Er wandte sich zum Gehen, aber noch einmal rief ihn Galle zurück. »Hans,« sagte er, »verüble mir's nicht, wenn ich dich noch etwas frage. Halt' es meinem Zustand zugute, ich bin krank und schwach. Meinst du, daß der alte Fridag, durch dessen Hand unsere Briefe an den Herzog gehen, ganz sicher und verschwiegen ist?«

Wildefüer fuhr mit einem Ruck herum und sah geradezu verblüfft aus. »Mensch!« rief er. »Der Domherr Arnold Fridag? An dem willst du zweifeln? Was fällt dir ein! Er ist der Kirche treuer als jeder andere.«

»Sicherlich, Hans, sicherlich. Aber er ist so alt, so uralt! Wie, wenn er eines Tages kindisch würde und zu plaudern und zu schwätzen anhübe?«

»Du bist wirklich sehr krank, lieber Hinrich«, erwiderte Wildefüer. »Sonst würdest du dir solche Gedanken nicht machen. Sie würden dir nicht einmal ins Hirn kommen. Arnold Fridag ist so klaren Geistes wie wir beide. Gott hat ihn wunderbar begnadet und ihm, während sein Leib schon halb und halb verfällt, am Geiste jung erhalten.
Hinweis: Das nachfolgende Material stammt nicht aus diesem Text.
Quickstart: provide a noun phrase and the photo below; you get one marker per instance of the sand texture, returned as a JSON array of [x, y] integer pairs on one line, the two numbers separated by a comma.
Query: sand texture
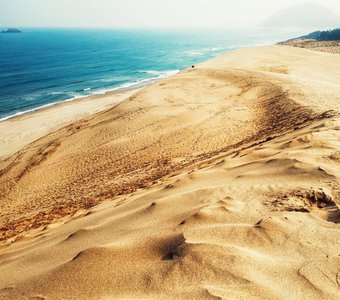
[[221, 182]]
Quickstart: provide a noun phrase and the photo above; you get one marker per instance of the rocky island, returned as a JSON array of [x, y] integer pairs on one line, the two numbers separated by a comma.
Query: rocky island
[[11, 30]]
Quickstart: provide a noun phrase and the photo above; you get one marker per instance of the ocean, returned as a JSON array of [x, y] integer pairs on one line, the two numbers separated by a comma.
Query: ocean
[[41, 67]]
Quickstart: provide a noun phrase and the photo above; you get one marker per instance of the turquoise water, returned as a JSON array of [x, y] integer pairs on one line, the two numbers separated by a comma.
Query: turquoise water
[[41, 67]]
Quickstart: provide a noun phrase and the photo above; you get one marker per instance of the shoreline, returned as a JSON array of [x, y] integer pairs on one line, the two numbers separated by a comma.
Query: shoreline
[[18, 132], [125, 87], [189, 189]]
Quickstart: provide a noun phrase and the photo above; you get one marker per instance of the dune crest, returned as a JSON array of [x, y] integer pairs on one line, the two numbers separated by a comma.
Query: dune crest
[[221, 182]]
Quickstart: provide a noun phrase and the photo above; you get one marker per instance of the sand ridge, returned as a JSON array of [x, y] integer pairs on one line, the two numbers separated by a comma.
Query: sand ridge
[[221, 182]]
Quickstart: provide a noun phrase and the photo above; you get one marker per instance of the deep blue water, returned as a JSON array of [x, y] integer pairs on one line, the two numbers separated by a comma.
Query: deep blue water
[[39, 67]]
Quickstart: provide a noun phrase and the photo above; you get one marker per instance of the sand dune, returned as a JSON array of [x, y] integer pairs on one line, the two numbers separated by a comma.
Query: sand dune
[[221, 182]]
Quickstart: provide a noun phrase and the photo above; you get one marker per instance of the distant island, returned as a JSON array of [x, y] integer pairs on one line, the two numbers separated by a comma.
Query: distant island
[[11, 30]]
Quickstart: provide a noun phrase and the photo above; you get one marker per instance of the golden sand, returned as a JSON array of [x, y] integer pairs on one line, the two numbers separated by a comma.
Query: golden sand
[[221, 182]]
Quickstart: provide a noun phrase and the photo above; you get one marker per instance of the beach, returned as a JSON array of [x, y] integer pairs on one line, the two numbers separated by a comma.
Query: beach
[[221, 182]]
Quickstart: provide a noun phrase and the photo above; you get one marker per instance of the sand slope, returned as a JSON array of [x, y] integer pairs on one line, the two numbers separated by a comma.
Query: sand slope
[[229, 183]]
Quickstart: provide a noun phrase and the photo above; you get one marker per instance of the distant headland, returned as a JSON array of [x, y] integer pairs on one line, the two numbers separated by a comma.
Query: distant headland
[[11, 30]]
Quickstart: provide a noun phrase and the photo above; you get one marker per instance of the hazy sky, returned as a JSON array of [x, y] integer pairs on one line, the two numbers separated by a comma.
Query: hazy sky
[[142, 13]]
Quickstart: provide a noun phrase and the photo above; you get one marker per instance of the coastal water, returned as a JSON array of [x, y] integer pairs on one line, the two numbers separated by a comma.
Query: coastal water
[[42, 67]]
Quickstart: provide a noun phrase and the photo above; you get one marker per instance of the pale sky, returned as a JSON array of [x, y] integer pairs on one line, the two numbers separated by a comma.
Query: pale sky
[[142, 13]]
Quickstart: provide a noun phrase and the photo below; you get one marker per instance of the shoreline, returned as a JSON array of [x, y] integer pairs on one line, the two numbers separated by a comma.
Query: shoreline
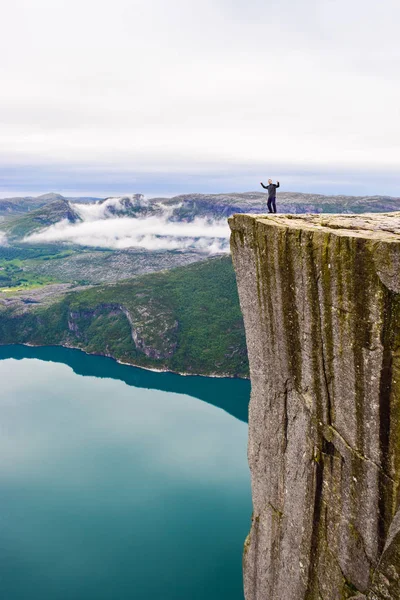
[[121, 362]]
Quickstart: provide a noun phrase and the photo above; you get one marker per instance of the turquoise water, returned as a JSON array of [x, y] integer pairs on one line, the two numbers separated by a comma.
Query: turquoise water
[[118, 483]]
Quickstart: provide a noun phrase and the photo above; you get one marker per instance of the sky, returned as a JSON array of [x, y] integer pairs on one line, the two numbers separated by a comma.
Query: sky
[[133, 96]]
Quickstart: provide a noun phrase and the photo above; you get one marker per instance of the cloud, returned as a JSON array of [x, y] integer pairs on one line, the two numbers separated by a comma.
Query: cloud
[[154, 87], [100, 228]]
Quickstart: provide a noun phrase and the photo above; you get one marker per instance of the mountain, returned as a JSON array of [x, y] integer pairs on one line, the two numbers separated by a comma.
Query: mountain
[[186, 320], [188, 206], [11, 207], [48, 214]]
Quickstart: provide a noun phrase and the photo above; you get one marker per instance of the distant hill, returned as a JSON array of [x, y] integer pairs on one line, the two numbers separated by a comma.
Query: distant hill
[[224, 205], [48, 214], [10, 207], [186, 320], [187, 206]]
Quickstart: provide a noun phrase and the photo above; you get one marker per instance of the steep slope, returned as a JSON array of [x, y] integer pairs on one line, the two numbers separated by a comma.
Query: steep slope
[[321, 303], [49, 214], [184, 320]]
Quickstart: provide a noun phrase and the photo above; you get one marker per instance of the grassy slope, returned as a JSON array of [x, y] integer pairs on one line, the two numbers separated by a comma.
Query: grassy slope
[[201, 298]]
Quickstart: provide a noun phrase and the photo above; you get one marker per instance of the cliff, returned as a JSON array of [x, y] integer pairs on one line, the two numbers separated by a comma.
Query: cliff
[[321, 303]]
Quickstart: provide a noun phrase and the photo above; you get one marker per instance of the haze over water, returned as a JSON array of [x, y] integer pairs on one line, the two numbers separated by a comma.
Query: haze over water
[[119, 487]]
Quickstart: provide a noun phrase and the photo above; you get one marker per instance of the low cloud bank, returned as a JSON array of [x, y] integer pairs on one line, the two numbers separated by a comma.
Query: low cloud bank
[[102, 228]]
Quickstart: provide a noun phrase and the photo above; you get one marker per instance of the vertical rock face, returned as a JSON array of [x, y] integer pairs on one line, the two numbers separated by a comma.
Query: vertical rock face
[[321, 303]]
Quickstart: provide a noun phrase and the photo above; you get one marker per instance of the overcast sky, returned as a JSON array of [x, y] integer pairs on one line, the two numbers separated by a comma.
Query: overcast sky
[[208, 95]]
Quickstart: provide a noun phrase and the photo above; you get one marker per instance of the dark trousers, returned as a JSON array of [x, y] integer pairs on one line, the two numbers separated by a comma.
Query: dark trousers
[[271, 204]]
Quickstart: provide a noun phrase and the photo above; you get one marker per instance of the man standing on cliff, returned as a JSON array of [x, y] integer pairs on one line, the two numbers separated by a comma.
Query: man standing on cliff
[[271, 187]]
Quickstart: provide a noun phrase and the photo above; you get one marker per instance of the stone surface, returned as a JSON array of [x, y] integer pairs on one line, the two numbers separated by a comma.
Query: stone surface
[[320, 297]]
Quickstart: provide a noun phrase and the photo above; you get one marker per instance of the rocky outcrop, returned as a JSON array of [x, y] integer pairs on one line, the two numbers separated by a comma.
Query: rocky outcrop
[[321, 303], [153, 332]]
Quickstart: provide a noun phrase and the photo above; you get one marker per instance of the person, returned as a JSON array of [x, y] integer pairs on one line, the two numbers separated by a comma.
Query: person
[[271, 187]]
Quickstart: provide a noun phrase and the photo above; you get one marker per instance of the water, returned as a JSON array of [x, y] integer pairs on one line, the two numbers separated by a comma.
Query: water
[[118, 483]]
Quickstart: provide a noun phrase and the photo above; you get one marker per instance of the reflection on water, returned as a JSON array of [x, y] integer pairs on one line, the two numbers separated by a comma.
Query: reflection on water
[[111, 491], [230, 394]]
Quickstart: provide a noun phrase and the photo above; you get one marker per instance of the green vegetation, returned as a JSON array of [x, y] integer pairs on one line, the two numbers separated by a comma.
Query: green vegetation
[[14, 275], [186, 319]]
Schlage dir solche Gedanken aus dem Kopfe, und nun gehab' dich wohl.«

Er verließ das Gemach und das Rathaus, überschritt den Markt und eilte auf dem kürzesten Wege durch ein Gewirr von Gassen und Gäßchen dem Dome zu. Als er sich dem gewaltigen Gotteshause näherte, kam ihn plötzlich ein Lachen an, indem er der Befürchtung seines Freundes Hinrich Galle gedachte. Daß der Mann, der ihn hatte rufen lassen, und zu dem er ging, schwach und kindisch sein könne, darauf konnte wirklich nur ein Kranker verfallen. Der alte Domherr war ein Mensch, der einige Jahrhunderte zu spät geboren war. Hatte er in den Tagen Bernwards oder Godehards gelebt, so wäre er wahrscheinlich heilig gesprochen worden wie diese beiden. Aber es wehte zurzeit in Deutschland keine Luft, in der Heilige gediehen, denn die Gemüter waren nicht darauf gestimmt, Wunder und Zeichen zu sehen. Sonst hätte der Greis mit dem schneeweißen Barte, der mitten im großen Reichtum wie ein Weltverzichter lebte, sicherlich schon ruchbare Wunder getan. Er vollendete in Kürze sein achtundneunzigstes Lebensjahr, und nie hatte ihn jemand etwas anderes genießen sehen als ein paar Bissen Brot, ein Glas Milch und einige Früchte. Seit einem Jahrzehnt ging er nur noch von seinem Hause in den Dom. Andere Gänge mied er, denn seine Füße waren schwach geworden, und in einer Sänfte wollte er sich nicht tragen lassen. Aber im Dome blieb er oft stundenlang. Denn Herr Arnold Fridag verwendete die eine Hälfte seines Einkommens auf Werke der Barmherzigkeit und die andere auf Werke der kirchlichen Kunst. Es lebte in seiner Seele etwas vom Geiste des heiligen Bernward, der in seinen Tagen der größte Künstler diesseits der Alpen gewesen war. Schon manches Gemälde, manches Standbild der gebenedeiten Gottesmutter und mehrere Fenster mit herrlichen Glasmalereien hatte er dem Dome und anderen Kirchen seiner lieben Vaterstadt Hildesheim zum Geschenk dargebracht. Jetzt arbeitete schon seit einem Jahre ein trefflicher Künstler mit seinen Gehilfen an einem Lettner, der seinesgleichen nicht haben sollte im deutschen Lande. Er war erst zur Hälfte fertig, eben wurde das Kreuzigungsbild über seiner Mitte aufgerichtet. Der Greis schaute dem zu, auf einem gepolsterten Lehnstuhle sitzend, der in einiger Entfernung davon im Mittelgange aufgestellt war. Als Wildefüer den Dom betrat, leuchteten ihm schon von ferne aus der Halbdämmerung die silbernen Löckchen entgegen, die das Haupt des alten Domherrn zierten.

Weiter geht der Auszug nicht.